Este desfase se reproduce en la etapa de entrenador. Deschamps cuenta con la ventaja que otorga la veteranía, reflejada en una extensa serie de experiencias acumuladas a nivel de clubes y de selección, bastantes de ellas coronadas con éxito. Lleva las riendas de Francia desde 2012, posee un subcampeonato continental (2016) y ganó la anterior edición de la Copa del Mundo. Más conciso es el palmarés de un Scaloni que tomó las riendas de su país en 2019 y debe a la Copa América que ese mismo año arrebató a Brasil su presencia en Catar. Conciso y jugoso, pues.

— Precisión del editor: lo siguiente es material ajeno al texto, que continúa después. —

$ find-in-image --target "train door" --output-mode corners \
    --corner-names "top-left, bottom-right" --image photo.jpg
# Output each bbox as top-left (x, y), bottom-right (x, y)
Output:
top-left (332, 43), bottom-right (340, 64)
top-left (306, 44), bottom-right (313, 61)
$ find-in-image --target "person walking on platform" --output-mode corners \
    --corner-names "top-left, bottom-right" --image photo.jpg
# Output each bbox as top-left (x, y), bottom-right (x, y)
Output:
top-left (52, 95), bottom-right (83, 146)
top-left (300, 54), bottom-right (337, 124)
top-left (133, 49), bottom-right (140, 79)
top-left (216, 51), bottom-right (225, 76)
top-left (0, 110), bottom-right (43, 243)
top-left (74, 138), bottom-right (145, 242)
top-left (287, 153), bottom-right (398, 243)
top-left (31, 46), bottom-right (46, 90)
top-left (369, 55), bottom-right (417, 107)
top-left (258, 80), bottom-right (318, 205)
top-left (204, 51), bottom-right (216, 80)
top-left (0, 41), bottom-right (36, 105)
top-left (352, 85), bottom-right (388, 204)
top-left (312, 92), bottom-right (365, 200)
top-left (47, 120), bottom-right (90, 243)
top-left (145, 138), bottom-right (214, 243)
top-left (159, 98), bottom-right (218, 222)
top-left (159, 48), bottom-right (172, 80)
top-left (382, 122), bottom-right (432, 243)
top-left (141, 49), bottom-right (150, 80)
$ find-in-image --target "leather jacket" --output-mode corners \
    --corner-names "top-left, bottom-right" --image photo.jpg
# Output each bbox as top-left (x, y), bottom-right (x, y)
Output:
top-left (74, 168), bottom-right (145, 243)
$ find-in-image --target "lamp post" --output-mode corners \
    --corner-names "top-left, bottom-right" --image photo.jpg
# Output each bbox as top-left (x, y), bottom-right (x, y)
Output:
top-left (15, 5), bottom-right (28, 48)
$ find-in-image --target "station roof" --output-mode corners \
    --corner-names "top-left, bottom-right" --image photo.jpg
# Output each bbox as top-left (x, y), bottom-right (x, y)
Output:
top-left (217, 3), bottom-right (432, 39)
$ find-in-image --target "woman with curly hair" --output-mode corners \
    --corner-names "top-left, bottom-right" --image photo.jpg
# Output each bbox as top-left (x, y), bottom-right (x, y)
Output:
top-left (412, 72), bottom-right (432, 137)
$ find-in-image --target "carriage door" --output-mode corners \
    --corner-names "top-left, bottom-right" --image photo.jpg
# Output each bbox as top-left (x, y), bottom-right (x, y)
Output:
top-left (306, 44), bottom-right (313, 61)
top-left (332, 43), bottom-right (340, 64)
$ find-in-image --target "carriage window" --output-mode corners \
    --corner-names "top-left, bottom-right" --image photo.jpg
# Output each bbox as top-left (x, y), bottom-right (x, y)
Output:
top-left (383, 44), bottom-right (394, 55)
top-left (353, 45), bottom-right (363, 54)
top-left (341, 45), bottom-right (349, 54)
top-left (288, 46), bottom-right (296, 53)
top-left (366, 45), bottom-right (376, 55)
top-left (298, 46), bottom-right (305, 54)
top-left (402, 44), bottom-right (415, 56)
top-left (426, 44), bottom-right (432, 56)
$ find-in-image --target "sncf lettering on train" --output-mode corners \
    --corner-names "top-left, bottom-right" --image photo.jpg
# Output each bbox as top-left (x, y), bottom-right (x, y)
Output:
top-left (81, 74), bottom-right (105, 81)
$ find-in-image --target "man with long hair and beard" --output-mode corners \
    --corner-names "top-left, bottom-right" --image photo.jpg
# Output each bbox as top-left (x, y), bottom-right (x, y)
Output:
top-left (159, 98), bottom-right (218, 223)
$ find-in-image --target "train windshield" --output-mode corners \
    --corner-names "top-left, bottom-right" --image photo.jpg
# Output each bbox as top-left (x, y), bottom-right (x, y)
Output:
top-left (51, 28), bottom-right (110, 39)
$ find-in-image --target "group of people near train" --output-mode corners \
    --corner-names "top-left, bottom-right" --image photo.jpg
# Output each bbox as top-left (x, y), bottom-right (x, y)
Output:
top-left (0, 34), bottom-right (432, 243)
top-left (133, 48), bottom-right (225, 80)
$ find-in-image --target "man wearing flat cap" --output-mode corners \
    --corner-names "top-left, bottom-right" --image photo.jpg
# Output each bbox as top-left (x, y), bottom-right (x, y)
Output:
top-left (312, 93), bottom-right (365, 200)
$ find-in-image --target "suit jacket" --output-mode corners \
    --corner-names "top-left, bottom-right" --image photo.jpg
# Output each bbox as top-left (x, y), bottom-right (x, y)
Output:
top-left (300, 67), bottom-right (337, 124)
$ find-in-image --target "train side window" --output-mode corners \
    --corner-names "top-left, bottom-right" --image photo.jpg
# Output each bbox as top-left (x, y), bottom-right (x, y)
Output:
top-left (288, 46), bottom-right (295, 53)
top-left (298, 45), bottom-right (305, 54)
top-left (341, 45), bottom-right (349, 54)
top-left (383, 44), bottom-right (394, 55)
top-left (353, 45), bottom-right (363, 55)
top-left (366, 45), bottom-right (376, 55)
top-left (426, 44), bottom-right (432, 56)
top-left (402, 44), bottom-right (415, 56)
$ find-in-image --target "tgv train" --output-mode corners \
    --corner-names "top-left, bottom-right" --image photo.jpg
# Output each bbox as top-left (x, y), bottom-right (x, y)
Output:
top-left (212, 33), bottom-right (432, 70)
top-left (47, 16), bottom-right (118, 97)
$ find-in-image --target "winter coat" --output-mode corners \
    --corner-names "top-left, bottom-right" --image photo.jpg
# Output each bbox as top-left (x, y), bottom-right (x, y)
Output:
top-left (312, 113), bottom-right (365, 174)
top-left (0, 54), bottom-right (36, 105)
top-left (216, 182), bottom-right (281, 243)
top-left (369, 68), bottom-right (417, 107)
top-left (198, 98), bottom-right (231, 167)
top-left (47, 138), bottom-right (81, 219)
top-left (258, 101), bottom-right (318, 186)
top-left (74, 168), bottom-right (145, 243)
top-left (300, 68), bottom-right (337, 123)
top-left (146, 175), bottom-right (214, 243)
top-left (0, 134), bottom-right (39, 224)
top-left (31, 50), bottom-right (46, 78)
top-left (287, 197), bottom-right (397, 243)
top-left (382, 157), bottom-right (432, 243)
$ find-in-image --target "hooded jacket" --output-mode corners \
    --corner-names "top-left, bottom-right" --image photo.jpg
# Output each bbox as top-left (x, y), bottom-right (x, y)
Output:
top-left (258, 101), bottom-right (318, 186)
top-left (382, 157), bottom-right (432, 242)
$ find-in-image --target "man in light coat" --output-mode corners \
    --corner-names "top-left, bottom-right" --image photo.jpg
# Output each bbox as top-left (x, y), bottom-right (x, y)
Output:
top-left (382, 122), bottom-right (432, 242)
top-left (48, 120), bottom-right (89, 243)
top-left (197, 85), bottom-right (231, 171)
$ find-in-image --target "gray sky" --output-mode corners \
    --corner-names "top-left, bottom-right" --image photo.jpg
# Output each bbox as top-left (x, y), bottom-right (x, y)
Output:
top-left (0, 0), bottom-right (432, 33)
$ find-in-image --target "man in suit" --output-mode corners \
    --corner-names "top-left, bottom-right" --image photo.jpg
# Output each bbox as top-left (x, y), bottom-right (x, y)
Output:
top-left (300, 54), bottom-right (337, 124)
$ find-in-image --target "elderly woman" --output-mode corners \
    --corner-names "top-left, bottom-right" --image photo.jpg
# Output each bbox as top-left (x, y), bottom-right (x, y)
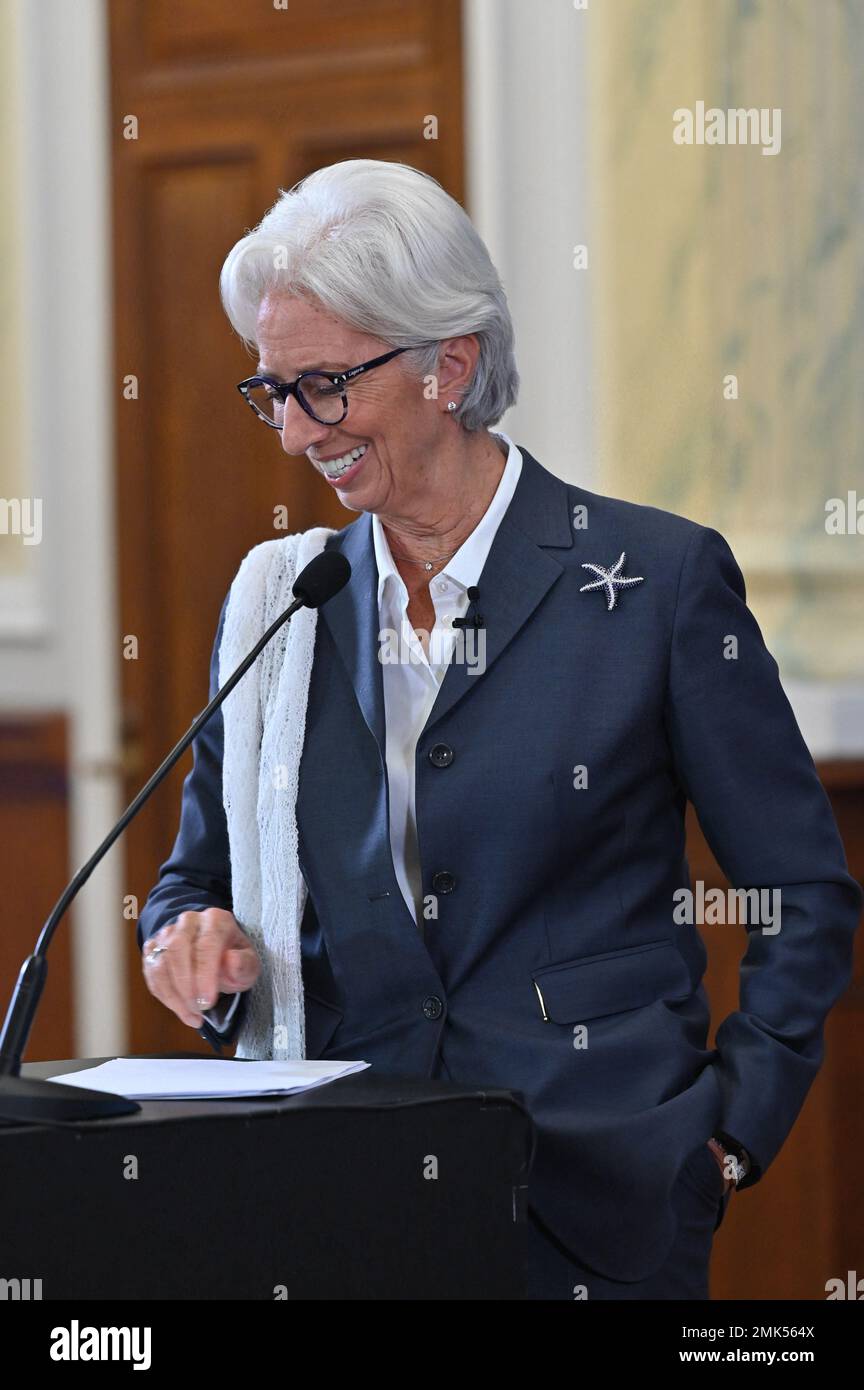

Para valorar la gestión de Deschamps, cabe comentar que lógicamente en doce años de ejercicio ha acometido sucesivas renovaciones en Francia, dirigiendo a varias docenas de jugadores a quienes ha aleccionado con su particular librillo, no siempre estimado. Tampoco a día de hoy goza de la simpatía generalizada, ni de la prensa ni de los seguidores, dada su acusada inclinación al pragmatismo. Se le tacha de priorizar el orden, de ser refractario a asumir riesgos pese a disponer de piezas diferenciales: ahora, Mbappé, Dembélé, Griezmann o Giroud; antes Fekir, Pogba, Payet o Benzema. No le hace ascos al repliegue, se siente a gusto contemporizando el juego y confía a fondo en la exuberancia física de sus hombres, que le asegura tanto la protección de Lloris como las salidas a la contra, transiciones rápidas.
La corriente de opinión que ve en Deschamps un conservador de manual que con sus decisiones resta brillo a una selección formidable, lo que se conoce como un resultadista, aguarda inquieta en vísperas de la gran batalla, quiere confiar en que quienes saltan al verde compensen con ingenio la racanería del jefe.
En este sentido y por contraste, puede afirmarse que Scaloni goza de una excelente reputación. Aparece como el responsable de armar un conjunto que respeta escrupulosamente el espíritu del jugador argentino y, sobre todo, es señalado como el artífice de la transformación de Messi, a quien ha conducido a la antesala del altar que en el corazón del pueblo ocupa Diego Armando Maradona. Ambos aspectos son las caras de la misma moneda. Argentina juega para Messi, lo que es posible porque funciona como bloque, y su estrella se beneficia, lo agradece y se explaya. El reciente triunfo sobre Croacia vale como botón de muestra.